Suppose $a,b,c$ are integers with $a>1$ , and $p$ is prime. Show that if $ax^2+bx+c$ is equal to $p$ for two distinct integral value of $x$,then $ax^2+ bx +c$ can not be equal to $2p$ for any integral value of $x$.
I'm stuck with this question. I approached it by considering the relationship between the coefficients and roots but I'm still stuck. Help me out and please give me the intuition behind your approach to this problem. I would be happy to learn.
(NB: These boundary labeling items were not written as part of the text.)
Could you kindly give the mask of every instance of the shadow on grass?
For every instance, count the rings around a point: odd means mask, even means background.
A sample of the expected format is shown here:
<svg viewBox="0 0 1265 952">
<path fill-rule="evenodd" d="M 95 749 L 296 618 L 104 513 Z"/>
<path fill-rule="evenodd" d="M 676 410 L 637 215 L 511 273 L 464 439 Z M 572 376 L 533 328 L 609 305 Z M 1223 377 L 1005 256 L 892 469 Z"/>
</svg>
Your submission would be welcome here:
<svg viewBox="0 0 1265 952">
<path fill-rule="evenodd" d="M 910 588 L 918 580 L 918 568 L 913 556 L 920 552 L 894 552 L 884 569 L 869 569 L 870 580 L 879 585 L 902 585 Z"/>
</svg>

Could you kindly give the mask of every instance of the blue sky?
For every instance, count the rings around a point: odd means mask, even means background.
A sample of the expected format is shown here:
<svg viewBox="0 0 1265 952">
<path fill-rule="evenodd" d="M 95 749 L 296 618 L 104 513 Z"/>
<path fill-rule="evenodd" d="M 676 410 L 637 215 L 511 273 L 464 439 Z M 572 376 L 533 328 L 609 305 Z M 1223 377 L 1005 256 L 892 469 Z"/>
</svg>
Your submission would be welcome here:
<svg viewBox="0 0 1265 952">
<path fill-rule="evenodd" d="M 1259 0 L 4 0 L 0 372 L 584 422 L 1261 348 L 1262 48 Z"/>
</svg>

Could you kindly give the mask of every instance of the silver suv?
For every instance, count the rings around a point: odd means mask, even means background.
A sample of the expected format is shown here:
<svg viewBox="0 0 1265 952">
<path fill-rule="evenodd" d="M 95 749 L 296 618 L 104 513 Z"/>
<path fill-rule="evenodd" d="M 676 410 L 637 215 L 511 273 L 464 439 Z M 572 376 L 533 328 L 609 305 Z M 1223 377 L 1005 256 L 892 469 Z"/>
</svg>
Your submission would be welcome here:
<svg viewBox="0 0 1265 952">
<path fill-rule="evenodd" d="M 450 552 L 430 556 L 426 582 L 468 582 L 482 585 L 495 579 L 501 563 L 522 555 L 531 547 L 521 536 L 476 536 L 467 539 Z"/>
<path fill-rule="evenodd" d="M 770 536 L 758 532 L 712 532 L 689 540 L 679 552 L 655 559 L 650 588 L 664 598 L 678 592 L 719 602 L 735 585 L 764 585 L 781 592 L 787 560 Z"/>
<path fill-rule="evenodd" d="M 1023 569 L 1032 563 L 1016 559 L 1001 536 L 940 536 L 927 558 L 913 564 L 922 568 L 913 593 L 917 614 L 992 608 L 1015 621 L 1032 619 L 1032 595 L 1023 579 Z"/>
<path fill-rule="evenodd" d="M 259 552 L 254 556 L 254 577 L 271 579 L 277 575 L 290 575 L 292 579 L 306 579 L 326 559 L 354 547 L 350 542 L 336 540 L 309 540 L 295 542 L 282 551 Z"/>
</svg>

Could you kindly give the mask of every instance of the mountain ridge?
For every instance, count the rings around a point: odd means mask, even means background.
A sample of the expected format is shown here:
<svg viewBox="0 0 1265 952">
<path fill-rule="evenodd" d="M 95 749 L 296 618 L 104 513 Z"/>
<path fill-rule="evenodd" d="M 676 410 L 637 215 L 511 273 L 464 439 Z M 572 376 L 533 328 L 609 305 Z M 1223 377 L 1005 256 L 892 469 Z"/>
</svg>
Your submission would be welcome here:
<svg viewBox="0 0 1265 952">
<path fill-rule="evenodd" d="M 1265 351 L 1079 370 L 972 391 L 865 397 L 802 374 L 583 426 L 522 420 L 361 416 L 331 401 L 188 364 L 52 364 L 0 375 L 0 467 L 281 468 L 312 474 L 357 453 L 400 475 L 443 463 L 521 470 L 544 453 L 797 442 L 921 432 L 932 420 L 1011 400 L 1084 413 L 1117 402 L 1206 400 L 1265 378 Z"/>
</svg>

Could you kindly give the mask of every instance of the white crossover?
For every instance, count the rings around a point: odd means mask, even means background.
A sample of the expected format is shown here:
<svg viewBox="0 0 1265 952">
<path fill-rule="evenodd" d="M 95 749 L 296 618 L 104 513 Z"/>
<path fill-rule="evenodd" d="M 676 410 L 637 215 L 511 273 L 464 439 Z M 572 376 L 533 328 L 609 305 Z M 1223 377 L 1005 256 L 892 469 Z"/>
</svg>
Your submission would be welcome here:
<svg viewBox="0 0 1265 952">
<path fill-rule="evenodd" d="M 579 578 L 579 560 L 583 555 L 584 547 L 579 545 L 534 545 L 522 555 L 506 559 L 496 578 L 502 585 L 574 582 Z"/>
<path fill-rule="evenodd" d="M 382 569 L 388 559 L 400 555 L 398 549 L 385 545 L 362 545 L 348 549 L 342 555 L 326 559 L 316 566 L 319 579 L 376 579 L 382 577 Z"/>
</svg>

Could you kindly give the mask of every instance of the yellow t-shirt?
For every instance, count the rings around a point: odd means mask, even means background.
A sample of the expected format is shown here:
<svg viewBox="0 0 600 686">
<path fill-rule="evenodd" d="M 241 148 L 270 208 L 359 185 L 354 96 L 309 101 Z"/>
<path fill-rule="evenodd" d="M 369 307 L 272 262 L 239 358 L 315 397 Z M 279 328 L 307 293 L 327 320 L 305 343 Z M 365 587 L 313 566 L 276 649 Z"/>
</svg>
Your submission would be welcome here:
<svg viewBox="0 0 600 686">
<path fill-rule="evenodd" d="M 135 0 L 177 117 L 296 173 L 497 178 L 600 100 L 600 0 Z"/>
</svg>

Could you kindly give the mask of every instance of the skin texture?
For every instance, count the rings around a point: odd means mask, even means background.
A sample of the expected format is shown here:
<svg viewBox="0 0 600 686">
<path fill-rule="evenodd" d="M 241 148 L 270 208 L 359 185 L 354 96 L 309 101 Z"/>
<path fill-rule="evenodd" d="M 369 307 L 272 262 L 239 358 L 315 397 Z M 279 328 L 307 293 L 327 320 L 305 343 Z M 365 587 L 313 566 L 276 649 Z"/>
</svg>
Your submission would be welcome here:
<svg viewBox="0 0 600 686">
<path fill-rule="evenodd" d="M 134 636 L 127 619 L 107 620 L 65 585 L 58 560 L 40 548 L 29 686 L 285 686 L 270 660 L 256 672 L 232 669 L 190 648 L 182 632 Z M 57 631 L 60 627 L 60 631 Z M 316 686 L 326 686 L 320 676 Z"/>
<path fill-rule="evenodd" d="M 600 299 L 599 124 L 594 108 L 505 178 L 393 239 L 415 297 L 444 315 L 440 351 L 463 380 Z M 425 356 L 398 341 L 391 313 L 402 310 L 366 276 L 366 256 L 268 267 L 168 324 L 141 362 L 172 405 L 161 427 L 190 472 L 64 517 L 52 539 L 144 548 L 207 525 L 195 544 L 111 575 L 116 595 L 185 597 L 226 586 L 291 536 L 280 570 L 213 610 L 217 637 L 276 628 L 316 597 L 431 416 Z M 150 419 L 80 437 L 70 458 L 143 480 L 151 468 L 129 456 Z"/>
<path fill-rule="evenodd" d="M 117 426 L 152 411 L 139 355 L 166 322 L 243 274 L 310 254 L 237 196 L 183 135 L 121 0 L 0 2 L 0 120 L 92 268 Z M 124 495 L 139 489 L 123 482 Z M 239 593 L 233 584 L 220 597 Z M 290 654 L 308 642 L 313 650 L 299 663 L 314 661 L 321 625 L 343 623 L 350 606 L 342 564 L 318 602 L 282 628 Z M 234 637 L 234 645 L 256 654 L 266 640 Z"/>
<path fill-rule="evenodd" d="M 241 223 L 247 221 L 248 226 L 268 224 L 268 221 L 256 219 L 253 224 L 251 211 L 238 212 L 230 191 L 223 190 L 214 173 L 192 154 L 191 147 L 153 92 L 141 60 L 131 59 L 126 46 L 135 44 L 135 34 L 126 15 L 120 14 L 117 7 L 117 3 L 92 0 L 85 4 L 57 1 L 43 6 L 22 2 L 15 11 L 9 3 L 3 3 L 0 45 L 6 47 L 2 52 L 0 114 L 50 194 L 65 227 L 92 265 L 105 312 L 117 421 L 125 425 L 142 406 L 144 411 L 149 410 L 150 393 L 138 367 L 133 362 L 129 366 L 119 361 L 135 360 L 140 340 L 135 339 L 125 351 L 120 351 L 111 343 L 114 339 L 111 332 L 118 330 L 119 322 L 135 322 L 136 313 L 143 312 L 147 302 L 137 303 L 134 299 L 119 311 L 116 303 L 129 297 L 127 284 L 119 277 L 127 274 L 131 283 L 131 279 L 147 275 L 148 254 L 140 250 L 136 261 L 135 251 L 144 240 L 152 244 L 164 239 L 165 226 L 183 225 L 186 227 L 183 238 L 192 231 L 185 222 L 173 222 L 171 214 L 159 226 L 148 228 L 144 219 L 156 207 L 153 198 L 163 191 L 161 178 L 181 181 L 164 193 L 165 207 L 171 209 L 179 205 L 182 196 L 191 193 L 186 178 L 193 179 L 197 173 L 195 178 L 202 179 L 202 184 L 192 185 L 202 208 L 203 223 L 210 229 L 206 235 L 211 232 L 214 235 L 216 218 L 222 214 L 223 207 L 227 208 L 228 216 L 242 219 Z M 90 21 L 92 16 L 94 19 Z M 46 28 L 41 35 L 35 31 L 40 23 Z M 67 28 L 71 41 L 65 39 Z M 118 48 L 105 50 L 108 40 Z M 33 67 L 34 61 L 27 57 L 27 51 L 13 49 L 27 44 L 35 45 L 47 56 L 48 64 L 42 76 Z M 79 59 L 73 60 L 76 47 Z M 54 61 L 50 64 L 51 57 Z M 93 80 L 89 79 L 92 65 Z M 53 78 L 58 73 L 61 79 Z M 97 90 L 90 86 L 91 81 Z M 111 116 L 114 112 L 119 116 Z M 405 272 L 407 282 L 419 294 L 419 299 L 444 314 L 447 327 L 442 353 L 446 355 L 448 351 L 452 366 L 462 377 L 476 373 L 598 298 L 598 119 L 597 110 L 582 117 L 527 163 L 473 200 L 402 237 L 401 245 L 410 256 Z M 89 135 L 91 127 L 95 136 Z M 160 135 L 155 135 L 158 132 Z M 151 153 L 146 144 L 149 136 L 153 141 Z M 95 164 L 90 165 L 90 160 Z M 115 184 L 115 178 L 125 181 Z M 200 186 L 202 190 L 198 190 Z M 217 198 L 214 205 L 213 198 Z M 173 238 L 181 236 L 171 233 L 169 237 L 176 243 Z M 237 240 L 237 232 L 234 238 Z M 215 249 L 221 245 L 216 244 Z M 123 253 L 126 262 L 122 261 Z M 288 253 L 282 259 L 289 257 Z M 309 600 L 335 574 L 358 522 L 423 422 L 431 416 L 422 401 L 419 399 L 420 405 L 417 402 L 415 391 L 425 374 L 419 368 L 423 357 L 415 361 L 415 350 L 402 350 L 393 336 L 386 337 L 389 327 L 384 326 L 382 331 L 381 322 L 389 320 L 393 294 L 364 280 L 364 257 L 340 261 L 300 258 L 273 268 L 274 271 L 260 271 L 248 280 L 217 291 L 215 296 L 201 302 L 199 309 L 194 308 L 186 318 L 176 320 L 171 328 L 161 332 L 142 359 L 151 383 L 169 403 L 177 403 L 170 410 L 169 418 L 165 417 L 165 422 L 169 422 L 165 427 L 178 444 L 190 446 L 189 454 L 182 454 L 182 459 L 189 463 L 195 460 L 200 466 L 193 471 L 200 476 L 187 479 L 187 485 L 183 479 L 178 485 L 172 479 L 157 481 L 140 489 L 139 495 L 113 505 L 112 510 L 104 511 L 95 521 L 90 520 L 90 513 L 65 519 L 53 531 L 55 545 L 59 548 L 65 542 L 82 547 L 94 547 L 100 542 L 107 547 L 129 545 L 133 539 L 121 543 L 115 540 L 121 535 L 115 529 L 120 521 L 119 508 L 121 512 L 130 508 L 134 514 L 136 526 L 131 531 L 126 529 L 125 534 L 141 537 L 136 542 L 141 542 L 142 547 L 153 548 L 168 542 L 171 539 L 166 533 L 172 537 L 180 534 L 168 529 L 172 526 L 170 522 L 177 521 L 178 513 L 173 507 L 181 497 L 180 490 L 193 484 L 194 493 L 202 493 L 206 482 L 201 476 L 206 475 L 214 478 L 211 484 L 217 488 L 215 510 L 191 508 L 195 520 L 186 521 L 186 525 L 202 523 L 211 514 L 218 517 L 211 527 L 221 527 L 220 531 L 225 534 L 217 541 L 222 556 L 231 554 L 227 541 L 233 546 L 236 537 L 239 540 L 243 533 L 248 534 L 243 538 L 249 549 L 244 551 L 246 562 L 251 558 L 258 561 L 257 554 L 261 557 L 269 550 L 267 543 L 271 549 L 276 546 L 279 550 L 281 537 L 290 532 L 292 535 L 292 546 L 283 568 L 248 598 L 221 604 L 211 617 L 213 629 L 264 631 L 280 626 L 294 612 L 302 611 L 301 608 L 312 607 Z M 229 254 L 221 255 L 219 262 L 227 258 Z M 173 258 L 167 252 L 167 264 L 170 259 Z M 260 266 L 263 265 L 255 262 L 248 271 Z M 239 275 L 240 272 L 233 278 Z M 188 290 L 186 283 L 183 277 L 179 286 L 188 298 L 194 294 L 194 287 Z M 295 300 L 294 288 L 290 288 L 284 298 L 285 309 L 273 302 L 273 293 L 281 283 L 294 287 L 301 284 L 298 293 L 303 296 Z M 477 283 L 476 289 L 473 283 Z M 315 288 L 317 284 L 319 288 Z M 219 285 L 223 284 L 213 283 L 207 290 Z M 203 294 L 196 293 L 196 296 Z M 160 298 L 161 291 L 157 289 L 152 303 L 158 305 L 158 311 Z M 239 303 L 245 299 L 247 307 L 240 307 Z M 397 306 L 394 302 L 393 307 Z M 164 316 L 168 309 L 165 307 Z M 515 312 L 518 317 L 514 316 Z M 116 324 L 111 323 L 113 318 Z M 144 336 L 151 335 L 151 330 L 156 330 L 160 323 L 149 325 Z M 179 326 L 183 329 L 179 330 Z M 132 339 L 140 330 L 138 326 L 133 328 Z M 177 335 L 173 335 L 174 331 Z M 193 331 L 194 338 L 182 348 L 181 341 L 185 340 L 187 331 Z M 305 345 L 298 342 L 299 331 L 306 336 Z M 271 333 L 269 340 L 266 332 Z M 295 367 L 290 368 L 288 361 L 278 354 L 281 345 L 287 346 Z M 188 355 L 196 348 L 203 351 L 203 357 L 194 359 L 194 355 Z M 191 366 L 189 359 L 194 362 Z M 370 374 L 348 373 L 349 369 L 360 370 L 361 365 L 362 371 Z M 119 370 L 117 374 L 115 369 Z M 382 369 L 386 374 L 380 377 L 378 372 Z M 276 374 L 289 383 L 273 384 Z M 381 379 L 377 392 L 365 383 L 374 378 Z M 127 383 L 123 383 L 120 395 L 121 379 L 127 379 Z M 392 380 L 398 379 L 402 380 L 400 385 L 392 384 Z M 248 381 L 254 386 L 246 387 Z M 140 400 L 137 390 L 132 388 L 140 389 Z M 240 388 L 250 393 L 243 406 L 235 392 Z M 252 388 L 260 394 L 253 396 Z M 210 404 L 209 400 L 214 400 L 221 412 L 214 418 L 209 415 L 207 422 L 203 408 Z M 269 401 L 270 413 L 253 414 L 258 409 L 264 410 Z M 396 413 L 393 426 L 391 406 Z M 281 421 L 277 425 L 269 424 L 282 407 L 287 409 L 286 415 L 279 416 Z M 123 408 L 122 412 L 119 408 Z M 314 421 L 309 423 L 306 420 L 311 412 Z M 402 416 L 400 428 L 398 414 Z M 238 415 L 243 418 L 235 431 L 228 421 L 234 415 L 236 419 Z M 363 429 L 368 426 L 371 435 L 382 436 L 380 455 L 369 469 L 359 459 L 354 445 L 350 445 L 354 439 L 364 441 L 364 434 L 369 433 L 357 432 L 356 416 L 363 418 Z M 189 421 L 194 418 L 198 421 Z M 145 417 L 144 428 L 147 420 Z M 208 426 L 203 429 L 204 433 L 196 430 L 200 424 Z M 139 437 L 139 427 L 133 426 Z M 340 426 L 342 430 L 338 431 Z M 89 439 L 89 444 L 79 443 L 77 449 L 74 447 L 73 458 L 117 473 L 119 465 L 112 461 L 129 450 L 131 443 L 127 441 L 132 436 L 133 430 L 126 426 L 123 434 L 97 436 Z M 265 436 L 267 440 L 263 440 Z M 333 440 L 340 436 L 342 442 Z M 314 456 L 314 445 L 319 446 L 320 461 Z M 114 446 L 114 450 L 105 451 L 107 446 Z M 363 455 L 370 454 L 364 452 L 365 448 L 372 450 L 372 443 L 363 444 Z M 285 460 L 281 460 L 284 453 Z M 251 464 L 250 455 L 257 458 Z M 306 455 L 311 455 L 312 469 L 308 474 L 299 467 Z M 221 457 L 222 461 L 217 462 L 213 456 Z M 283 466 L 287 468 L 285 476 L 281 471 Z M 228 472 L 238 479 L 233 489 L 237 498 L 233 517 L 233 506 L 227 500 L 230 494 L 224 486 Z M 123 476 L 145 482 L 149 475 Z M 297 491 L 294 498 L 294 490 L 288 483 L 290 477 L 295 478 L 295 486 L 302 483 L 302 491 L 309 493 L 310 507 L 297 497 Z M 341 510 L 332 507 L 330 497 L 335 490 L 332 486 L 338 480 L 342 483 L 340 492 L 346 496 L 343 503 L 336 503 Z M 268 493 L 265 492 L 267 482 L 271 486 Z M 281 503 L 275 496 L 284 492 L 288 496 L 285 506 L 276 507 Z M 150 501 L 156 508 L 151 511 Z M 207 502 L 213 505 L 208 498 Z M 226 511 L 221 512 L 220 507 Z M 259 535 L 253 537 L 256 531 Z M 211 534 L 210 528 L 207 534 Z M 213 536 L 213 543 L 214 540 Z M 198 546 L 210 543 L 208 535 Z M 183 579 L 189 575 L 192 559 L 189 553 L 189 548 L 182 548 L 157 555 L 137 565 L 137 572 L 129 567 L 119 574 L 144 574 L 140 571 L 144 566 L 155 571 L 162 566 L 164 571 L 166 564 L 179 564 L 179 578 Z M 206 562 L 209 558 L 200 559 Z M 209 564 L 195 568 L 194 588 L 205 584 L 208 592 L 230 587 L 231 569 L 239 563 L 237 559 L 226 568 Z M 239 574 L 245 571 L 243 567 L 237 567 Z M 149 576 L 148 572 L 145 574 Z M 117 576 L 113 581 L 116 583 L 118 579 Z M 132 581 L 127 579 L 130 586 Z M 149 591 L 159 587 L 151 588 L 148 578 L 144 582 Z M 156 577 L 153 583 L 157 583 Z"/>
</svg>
Suppose that $ax^2 + bx + c = p$ has two distinct integral solutions $x=m,n$. So we factorise $ax^2+bx+c-p$ as $a(x-m)(x-n)$ (we know that $x-m$ and $x-n$ are factors by the factor theorem. Now we wish to show that $a(x-m)(x-n) = p$ has no solutions. Assume for contradiction there exists an integral solution. Note that since $p$ is prime, two of these factors must both be $1$ and the third must be $p$ (or negatives in two of these factors). But $a>1$, so $a \neq \pm 1$ and we have $a=p$, and $x-m=x-n=1$ or $-1$ for some $x$. But clearly $x-m = x-n$ is a contradiction because $m$ and $n$ are distinct.
The intuition here was to use the factor theorem, and try and derive some contradiction from the fact that $p$ is prime; it made sense to show that $p$ would end up being written as the product of at least two numbers and yield a contradiction.